The Obama administration claims that its new authority to "publicize excessive, unreasonable [health insurance] rates will be a major protection for consumers under President Obama's health care law," according to an article in yesterday's New York Times. Much of the rate review called for by last year's health care overhaul will take place at the state level. But the federal government is expected to take over the process in 10 states where, according the NYT, the administration believes that "state officials do not adequately regulate premiums for insurance sold to individuals or small businesses."
So, how exactly are consumers protected by the federal government's oversight of state insurance markets? For one possibility, we can look to Massachusetts, which last year provided a handy illustration of what tough government oversight of health insurance rates looks like.
At the beginning of 2010, the Bay State's insurance premiums had been rising for years, and the overhaul did nothing to quell the increase—and may have made the prices even higher. In August of 2009, The Commonwealth Fund, a health focused non-profit research group, reported that with an average family price of just over $13,000, the state's insurance premiums prices were the highest in the nation, and had risen 40 percent since 2003, compared to 33 percent nationwide.
And so, in February, 2010, Massachusetts' Democratic Governor, Deval Patrick, used an emergency rulemaking power to give his office what The Boston Globe described as "sweeping authority" to regulate health insurance rate increases within the state.
Insurers warned that the rules would lead to ugly court battles. But two months later, the governor's office rejected 235 of the 274 proposed rate increases for the year. The result was not just legal action, but a severe temporary disruption in the state's health insurance market. In April, 2010, just days after the rejections were announced, nearly all of the state's insurers refused to offer new insurance policies to individuals or small businesses. The reasoning? Without the proposed rate increases, insurers argued, they would be forced to operate at a loss. For a little over a week, the state existed in what The Boston Globe called a state of "market chaos."

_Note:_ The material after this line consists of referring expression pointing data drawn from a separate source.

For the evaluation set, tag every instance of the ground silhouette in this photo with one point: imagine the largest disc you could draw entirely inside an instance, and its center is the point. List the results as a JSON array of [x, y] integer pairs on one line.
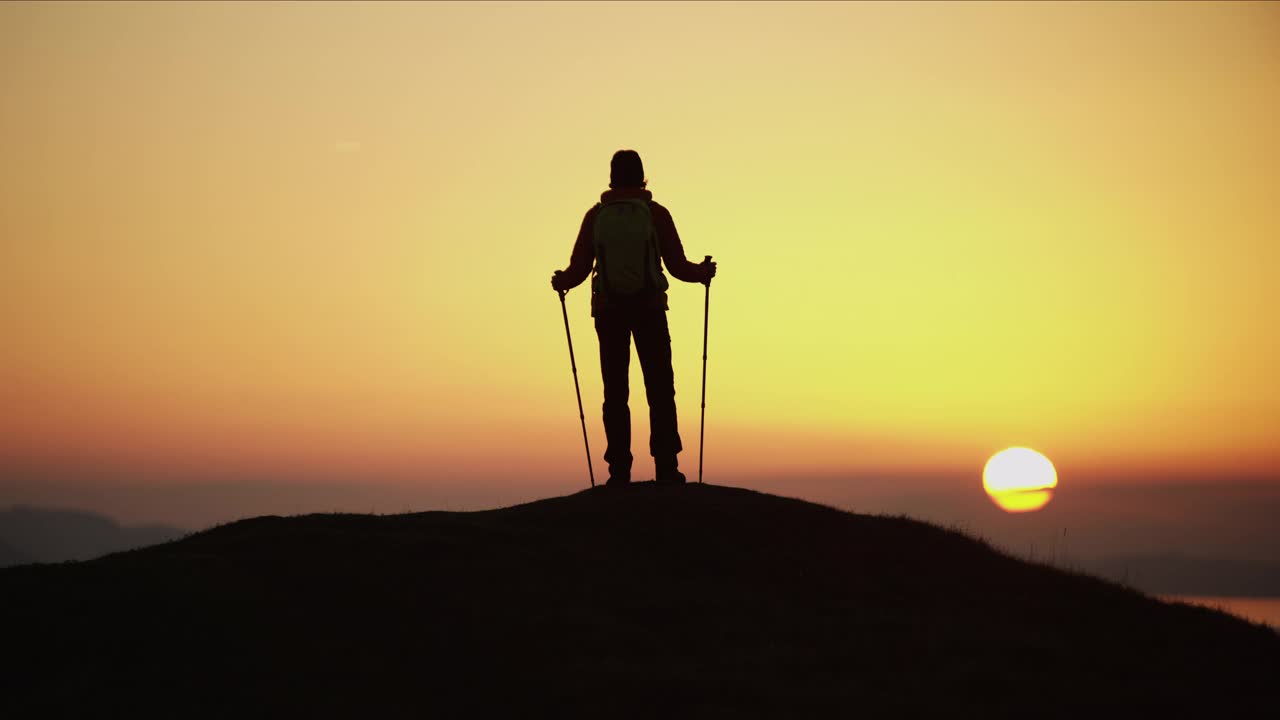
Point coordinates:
[[690, 601], [42, 534]]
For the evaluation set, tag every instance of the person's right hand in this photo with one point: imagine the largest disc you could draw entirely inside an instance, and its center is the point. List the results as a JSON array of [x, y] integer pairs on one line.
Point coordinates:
[[709, 269]]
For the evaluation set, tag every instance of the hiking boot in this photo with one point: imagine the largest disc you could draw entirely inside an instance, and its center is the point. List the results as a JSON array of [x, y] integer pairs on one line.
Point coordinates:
[[670, 478]]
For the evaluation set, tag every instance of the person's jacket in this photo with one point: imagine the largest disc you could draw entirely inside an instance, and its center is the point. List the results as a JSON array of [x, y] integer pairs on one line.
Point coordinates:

A judge quickly ordered insurers to reopen for business, but there were still aftershocks to Patrick's aggressive regulatory push. For the first time ever, insurers in the state began to sell policies that prohibited consumers from receiving services at some of the state's most widely recognized, popular—and, naturally, expensive—hospitals. So the effect of the state-imposed price controls was not to increase efficiency so much as to reduce access to some of the state's best providers. Second, the insurer worries about operating expenses turned out to be correct: The state's four largest health insurers reported combined losses of more than $150 million for that quarter—with three of the insurers explicitly blaming their losses on the rate rejections.

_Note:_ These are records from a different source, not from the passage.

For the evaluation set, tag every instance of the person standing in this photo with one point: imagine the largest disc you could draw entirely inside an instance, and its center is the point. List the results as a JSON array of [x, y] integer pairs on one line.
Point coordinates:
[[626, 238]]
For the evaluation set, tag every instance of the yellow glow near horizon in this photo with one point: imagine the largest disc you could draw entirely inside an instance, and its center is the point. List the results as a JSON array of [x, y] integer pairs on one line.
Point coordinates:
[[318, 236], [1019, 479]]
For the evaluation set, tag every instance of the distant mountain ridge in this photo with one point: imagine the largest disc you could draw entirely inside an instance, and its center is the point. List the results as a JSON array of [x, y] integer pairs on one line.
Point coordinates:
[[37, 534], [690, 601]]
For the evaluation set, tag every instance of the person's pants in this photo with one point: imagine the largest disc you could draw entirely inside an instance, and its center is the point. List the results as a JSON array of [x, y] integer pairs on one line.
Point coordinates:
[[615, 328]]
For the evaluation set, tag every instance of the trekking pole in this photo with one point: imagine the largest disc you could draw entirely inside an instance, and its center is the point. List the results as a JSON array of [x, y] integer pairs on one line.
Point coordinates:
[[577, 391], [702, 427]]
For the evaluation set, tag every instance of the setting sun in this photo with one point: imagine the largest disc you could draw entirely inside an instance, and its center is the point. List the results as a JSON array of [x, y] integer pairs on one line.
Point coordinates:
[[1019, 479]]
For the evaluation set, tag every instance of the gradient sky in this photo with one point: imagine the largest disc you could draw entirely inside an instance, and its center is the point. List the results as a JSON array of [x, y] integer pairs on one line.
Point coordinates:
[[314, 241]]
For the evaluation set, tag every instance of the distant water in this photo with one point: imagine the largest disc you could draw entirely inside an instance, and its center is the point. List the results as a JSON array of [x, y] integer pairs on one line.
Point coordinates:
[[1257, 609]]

Now, it's true that under ObamaCare, the federal government does not have the authority to deny rate hikes outright. But it might as well. Rather than flatly reject rate hikes, the administration reserves the right to ban insurers that demonstrate a "pattern" or "practice" of excessive rate hikes from the law's new health insurance exchanges, cutting these insurers off from a major potential source of business.
Health insurance rate regulations in Massachusetts made a mess of the market. But it's not clear how well they protected the state's consumers. When it comes to the federal rules, it's probably safe to expect the same.